The media company announced Tuesday the hiring of real estate veteran Murray McQueen to fill the newly created position of president of real estate. He will assess whether Tribune is making as much money as it can from its holdings, including the historic Los Angeles Times headquarters in downtown L.A.
All told, the company owns more than 7 million square feet of real estate, including buildings, printing plants and other facilities.
“Just like the other assets owned by the company, it’s important that we think strategically about how best to maximize the value of our real estate for our shareholders,” Peter Liguori, Tribune’s chief executive, wrote in a memo to employees.
Tribune said last week that it would cleave off its newspaper unit into a separate company consisting of The Times, the Chicago Tribune and its six other daily papers. All other assets — including real estate and ownership stakes in several valuable Internet companies — would remain part of Tribune Co.
Without those assets, the new publishing unit would have less of a financial cushion. The newspapers’ ad revenue has slid sharply, leaving them little room to maneuver if the economy sours.
“That’s certainly not the intention of the Tribune board or its large investors, to set this up for failure — but it’s a risk,” said Craig Huber, a media analyst at Huber Research Partners. “You don’t have anything you can fall back on. You can’t sell any real estate or Internet properties.”
In the first quarter, Tribune’s newspaper ad revenue sagged 9% after sliding 14.5% the previous two years. All the papers remain profitable, partly because of deep layoffs and cost cuts.
By one estimate, real estate has constituted about half of the value of all newspaper companies sold in the last three years. And property remains a crucial insurance policy for hard-hit newspapers.
Tribune has considered selling its landmark Los Angeles headquarters several times over the years. But deals could not be struck, partly because of unfavorable market conditions, a less-than-prime location and the challenge of reconfiguring the building for other uses.

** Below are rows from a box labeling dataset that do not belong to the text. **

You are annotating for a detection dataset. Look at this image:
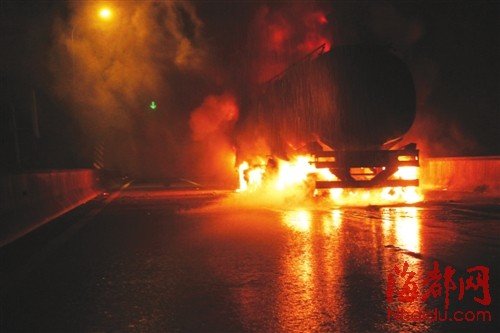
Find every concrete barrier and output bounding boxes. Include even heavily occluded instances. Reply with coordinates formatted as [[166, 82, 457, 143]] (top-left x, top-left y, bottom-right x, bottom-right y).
[[420, 156, 500, 196], [0, 169, 100, 247]]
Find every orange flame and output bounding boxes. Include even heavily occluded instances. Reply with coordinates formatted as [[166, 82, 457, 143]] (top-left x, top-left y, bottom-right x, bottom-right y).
[[237, 155, 423, 206]]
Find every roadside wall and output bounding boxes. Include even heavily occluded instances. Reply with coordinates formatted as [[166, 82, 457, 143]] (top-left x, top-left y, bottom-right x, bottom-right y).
[[0, 169, 99, 246], [420, 156, 500, 195]]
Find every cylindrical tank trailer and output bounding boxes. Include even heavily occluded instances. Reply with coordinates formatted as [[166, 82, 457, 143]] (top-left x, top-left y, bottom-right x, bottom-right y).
[[256, 45, 418, 188]]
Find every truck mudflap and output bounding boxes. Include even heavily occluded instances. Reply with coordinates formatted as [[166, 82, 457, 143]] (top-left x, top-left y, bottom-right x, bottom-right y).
[[312, 143, 420, 189]]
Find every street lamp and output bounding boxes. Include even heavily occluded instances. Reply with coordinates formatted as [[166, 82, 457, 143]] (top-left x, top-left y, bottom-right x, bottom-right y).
[[71, 6, 113, 84], [98, 7, 113, 21]]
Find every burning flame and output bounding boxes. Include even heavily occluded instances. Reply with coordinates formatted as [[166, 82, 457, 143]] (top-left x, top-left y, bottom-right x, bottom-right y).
[[237, 155, 423, 206]]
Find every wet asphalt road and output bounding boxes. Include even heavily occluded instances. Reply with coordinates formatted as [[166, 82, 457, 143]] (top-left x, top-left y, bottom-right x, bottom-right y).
[[0, 188, 500, 332]]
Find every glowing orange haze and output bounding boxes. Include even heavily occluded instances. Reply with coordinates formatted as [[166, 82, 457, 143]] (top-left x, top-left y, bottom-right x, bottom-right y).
[[237, 155, 423, 206]]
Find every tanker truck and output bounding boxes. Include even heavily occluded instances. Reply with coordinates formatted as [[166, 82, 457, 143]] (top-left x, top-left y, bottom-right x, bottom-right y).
[[256, 45, 419, 189]]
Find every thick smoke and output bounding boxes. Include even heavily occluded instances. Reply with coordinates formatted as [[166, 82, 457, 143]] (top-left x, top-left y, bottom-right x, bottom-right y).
[[189, 93, 239, 186], [249, 2, 332, 83]]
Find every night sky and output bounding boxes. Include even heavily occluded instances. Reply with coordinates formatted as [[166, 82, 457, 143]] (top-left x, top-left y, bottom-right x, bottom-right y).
[[0, 0, 500, 178]]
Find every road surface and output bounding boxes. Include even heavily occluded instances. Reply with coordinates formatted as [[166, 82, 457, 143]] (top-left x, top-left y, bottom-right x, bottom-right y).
[[0, 187, 500, 332]]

The Washington Post has considered selling its signature building to raise cash to carry it through the industry’s current travails. The New York Times raised $225 million in 2009 by selling its newly constructed headquarters and renting back space from the investment firm that bought it. The paper has an option to buy back the building after 10 years.
Tribune has yet to release crucial details about the proposed spinoff, including the share of debt that the publishing unit would inherit from the parent company and how much capital it would be given to sustain itself.

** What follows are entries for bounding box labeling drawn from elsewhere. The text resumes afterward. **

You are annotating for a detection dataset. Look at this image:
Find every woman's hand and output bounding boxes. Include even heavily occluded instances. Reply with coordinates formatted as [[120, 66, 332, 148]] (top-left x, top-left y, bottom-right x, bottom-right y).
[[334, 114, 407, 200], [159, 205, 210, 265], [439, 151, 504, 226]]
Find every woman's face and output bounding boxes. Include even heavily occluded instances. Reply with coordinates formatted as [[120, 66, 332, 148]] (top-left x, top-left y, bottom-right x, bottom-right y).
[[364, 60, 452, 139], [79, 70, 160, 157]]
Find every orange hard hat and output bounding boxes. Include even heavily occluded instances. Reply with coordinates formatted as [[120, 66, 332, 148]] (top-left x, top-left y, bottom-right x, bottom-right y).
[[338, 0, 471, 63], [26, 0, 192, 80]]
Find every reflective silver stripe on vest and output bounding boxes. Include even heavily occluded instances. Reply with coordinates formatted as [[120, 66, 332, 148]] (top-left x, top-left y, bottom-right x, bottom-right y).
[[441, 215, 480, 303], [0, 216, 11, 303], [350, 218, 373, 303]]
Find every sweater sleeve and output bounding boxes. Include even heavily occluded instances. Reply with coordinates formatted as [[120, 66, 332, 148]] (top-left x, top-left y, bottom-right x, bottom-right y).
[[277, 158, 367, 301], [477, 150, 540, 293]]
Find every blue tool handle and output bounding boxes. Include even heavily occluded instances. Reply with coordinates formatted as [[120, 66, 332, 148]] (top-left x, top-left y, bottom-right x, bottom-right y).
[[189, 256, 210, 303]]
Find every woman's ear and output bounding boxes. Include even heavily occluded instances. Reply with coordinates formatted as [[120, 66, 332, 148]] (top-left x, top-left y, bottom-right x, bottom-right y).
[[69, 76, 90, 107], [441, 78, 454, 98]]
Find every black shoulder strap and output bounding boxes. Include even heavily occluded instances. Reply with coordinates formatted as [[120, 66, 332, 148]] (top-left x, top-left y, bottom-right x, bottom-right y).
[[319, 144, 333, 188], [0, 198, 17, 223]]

News Corp., which completed the split of its entertainment and publishing holdings last month, earmarked $2.6 billion in cash and no debt to its newspaper unit.
One analyst said Tribune’s stand-alone newspaper unit would be able to weather tough times even without its real estate assets. Cost cutting and new revenue sources such as online subscriptions have helped offset print advertising declines, said Matt Kaplan, an analyst at Imperial Capital in Los Angeles.
“Yes, [ad revenue] is declining, but they’ve been able to rationalize expenses at the same time,” Kaplan said.
McQueen, the new Tribune real estate chief, co-founded Channel West Group, a Los Angeles real estate investment firm, in 2011. Previously he was an executive at private equity firm Cerberus Capital.